McQuaid and Verbruggen need to go. For those of you that forgot, Hein had a fairly flippant attitude towards doping, and was resigned to it's existence. In the 1999 Tour the ASO fought to keep Virenque out of the Tour (yes, the ASO), it was Hein that pushed to insure he, and several other dopers, were allowed.
Lance isn't the only problem here, but that is a serious conflict of interest. As other noted, imagine of Schumacher, Ricco, Landis or Hamilton had made such a donation...
Wattage testing wouldn't be done like that, it would be longitudinal. More or less, there's no possible way you can fake effort after effort after effort. I'm sure BigBoat will explain more.
That graph is very, very telling. The more I study it, the more revealing it is. It's basically saying that from 1987-1991 you had maybe a handful of riders hitting 380 watts. It's been estimated that Merckx hit about 385 during his hour record (discounting altitude of Mexico City), so these numbers seem about right, that Lemond, Fignon, Delgado and Roche were all close to Eddy using a little more modern training and technology.
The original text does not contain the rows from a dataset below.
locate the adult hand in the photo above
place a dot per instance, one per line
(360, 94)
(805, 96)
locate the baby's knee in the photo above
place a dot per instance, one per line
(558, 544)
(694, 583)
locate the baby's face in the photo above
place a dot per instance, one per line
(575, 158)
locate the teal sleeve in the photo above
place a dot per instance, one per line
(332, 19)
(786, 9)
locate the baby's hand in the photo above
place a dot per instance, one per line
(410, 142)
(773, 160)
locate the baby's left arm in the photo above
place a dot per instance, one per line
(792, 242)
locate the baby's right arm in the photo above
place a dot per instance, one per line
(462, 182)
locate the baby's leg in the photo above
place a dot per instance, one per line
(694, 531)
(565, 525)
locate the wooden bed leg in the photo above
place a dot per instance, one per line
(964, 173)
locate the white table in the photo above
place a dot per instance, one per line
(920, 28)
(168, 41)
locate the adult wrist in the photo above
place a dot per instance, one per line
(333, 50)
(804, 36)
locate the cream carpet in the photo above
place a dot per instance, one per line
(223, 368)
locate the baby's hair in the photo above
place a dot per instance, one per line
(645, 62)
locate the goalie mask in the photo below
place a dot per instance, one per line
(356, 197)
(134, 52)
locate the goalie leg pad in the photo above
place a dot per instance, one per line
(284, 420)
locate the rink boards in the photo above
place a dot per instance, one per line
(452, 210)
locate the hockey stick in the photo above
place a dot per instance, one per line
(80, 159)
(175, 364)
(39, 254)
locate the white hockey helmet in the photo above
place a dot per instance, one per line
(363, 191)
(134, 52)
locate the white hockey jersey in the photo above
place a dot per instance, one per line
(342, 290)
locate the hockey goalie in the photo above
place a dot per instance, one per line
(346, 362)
Sure.
It looks like no numbers from 1992. In 1993 there's a jump, and at least five riders were hitting 400 watts. Indurain & Rominger dominated that Tour. After that we had Jaskula, Mejia, Riis, Chiapucci (highly suspect of doping to hematocrit levels over 60), and...Bruyneel. Hmmm.
Also keep in mind this is saying the "final climb on the hardest mountain stage".
The rest of the numbers speak for themselves. Most telling is that in 1999, the year we know Lance was on EPO for certain, his wattage output was at least 410 watts. Every winning year after that his gains were higher, even nearly topping 1996 when Festina, Riis and everyone else were doped up beyond belief.
Had we transported Merckx, Lemond, Fignon, Delgado and Roche to 2004 or 2005, they probably would not have finished the Tour, and struggled to keep up with the autobus. An amazing thought.